[Ovmsdev] Higher resolution events

HONDA S-2000 s2000 at audiobanshee.com
Wed Jan 10 10:26:52 HKT 2018


On Dec 2, 2017, at 1:46 AM, Tom Parker <tom at carrott.org> wrote:
> On 27/11/17 00:42, Mark Webb-Johnson wrote:
>> You definitely don’t want to be spinning - that won’t give you any precision on the delay (other tasks may pre-empt), and is also wasteful.
>> 
>> How about a timer (xTimerCreate). Have it fire once every 50ms/100ms. You can xTimerStart start it, and stop when done.
> 
> This worked! I create the timer once, start it whenever I receive the command, and stop it from within the timer call when I'm done.
> 
> I've got a bit more testing to do before I push, and I'd like to get the other leaf pull request out of the way first the remote command changes build on that change.

Naive question here: Does creating a timer use up a finite resource? What if other modules or commands need timers? Is there a risk that xTimerCreate will fail for some other part of the code while you’re holding on to your timer?

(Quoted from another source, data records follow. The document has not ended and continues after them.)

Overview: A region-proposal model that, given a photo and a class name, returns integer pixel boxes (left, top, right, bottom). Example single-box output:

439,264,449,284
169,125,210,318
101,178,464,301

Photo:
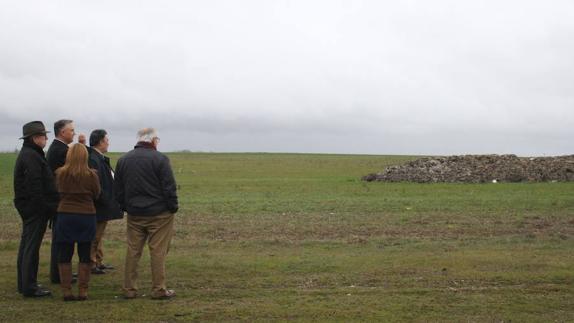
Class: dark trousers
17,214,49,295
49,215,60,283
57,241,91,264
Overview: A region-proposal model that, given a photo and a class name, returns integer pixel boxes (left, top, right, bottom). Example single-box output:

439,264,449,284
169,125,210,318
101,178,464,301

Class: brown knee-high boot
58,263,76,301
78,263,91,301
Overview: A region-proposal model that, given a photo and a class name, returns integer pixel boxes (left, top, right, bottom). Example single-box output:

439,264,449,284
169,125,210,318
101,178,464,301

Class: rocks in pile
362,155,574,183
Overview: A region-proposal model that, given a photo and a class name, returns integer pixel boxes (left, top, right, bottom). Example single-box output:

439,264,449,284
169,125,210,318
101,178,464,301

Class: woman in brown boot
54,143,101,301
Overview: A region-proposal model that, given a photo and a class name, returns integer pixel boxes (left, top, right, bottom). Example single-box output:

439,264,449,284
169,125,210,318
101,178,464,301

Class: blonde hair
56,143,92,183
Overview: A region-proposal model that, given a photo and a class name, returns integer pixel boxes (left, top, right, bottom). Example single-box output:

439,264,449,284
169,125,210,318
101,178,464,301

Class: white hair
137,128,159,143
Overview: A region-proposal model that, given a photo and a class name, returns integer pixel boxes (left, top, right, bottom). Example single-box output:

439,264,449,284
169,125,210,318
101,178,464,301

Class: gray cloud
1,0,573,155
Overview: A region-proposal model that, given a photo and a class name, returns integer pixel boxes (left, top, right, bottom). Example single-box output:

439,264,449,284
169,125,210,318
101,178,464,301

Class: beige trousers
90,221,107,267
123,211,174,297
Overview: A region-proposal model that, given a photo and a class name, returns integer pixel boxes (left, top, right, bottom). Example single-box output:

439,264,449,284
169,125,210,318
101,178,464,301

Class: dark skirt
55,213,96,243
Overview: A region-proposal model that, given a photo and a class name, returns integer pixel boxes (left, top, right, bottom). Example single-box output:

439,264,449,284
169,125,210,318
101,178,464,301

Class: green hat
20,121,50,139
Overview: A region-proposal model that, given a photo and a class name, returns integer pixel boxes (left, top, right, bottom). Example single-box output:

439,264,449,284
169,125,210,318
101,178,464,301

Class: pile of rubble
362,155,574,183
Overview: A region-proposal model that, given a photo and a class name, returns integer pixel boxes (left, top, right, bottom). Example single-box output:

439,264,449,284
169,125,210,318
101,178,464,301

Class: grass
0,152,573,322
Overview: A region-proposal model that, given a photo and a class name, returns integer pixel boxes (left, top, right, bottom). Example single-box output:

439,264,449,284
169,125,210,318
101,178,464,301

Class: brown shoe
77,263,91,301
123,293,137,300
151,289,176,300
58,263,76,301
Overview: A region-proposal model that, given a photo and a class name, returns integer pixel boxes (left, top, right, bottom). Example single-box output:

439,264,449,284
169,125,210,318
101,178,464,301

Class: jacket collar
92,146,105,156
23,142,46,157
52,138,69,148
89,146,111,165
134,141,157,150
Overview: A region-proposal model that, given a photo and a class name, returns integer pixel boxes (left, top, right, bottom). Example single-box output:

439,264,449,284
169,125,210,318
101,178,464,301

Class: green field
0,152,573,322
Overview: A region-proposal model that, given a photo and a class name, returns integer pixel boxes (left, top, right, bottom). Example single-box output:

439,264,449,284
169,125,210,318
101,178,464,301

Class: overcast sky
1,0,573,155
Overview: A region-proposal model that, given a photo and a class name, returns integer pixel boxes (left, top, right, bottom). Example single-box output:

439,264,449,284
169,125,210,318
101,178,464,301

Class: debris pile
362,155,574,183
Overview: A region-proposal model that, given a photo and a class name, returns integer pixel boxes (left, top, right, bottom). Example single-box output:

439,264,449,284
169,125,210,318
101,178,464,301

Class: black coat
88,147,123,222
114,143,178,216
46,139,68,173
13,142,59,222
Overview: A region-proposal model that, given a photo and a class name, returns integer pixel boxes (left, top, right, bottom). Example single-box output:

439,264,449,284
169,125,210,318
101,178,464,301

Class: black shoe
91,267,106,275
23,288,52,298
22,283,45,292
98,263,115,270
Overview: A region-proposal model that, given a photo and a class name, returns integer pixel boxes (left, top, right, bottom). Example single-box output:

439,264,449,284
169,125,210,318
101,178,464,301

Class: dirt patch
363,154,574,183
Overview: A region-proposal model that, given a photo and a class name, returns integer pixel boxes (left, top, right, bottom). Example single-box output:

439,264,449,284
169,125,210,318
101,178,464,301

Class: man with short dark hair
46,119,75,284
14,121,59,297
115,128,178,300
88,129,123,275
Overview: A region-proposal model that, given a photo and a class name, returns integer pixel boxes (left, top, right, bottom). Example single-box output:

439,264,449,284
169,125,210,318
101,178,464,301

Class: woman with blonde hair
54,143,101,301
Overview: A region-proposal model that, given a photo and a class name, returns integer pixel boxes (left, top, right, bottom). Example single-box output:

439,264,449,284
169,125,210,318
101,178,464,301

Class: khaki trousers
123,211,174,297
90,221,107,267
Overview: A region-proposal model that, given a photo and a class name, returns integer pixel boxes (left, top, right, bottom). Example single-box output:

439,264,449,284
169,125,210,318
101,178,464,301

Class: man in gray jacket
114,128,178,300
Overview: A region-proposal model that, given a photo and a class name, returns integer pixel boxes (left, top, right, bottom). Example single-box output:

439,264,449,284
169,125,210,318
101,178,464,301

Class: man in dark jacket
115,128,178,300
14,121,59,297
46,119,75,284
87,129,123,275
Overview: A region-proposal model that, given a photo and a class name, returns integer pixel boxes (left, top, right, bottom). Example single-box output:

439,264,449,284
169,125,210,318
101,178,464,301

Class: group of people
14,120,179,301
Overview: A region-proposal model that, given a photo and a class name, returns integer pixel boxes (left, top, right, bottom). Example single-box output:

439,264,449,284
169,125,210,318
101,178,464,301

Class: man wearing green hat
13,121,59,297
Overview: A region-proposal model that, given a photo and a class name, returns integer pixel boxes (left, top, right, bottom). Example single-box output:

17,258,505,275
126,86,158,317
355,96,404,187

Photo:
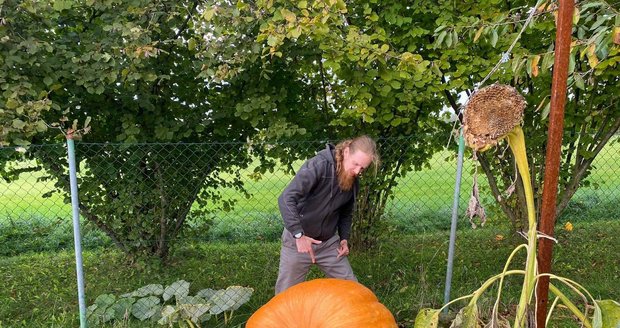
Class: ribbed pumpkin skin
246,278,398,328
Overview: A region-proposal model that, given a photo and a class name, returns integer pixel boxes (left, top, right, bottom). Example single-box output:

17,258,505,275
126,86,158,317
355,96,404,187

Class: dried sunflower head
463,84,527,151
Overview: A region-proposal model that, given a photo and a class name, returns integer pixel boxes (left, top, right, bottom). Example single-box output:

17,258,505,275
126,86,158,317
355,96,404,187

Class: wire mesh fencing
0,136,619,326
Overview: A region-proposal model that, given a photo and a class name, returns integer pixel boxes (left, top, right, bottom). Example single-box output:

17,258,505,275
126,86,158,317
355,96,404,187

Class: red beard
337,166,356,191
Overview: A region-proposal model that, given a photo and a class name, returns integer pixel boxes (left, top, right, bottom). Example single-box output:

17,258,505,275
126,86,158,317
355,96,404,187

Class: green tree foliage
0,0,268,259
1,0,618,257
232,0,619,239
0,0,379,258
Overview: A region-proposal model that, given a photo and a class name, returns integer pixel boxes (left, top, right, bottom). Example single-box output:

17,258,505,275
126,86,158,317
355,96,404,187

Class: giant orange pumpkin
246,278,398,328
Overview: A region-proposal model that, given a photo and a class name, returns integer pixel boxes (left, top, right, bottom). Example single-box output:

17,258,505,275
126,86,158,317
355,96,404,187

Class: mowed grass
0,166,72,221
0,220,618,327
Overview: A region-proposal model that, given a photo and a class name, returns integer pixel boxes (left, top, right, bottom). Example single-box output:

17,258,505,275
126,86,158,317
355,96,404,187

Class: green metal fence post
443,129,465,313
66,134,88,328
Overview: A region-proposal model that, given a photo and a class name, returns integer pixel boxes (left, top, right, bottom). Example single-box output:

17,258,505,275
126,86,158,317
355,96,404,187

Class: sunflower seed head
463,84,526,151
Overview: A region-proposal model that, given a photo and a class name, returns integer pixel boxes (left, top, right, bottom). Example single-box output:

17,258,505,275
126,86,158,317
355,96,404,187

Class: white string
537,231,559,243
477,0,543,89
445,118,460,149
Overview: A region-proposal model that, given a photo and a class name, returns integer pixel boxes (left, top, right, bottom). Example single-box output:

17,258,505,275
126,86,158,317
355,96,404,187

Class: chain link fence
1,136,619,326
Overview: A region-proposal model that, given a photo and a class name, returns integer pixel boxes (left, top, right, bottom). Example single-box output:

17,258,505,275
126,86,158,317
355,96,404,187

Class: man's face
343,147,373,177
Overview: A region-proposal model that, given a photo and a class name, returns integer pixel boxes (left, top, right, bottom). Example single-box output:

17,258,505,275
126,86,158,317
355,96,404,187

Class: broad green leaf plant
87,280,253,326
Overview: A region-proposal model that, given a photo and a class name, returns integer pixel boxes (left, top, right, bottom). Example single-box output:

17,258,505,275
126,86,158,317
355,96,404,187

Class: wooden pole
535,0,574,326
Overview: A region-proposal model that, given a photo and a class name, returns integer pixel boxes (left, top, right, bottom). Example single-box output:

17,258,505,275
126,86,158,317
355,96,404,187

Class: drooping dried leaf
466,173,487,228
505,178,516,198
450,304,481,328
484,313,511,328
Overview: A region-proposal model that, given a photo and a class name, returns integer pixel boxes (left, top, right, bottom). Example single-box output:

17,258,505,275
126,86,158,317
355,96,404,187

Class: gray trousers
275,229,357,294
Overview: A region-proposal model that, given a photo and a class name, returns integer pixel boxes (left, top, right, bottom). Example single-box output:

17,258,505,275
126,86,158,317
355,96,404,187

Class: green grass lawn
0,169,72,222
0,219,618,327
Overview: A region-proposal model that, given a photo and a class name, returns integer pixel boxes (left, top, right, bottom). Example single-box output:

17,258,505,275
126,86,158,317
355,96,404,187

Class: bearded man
275,135,380,294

I ask because perhaps it would be better to create the timer when you receive a command, and release or free the timer when you’re done. Of course, if your command is always being sent periodically, then it may not matter whether the timer resource is made available for those brief windows in between repetitions.

It seems that modern ARM chips have lots of timer resources, but they’re still finite.

Yes, I realize that this is a basic memory-versus-speed tradeoff in efficiency. There’s not necessarily anything wrong with creating a resource once and then reusing it forever - I’m just wondering about the ramifications.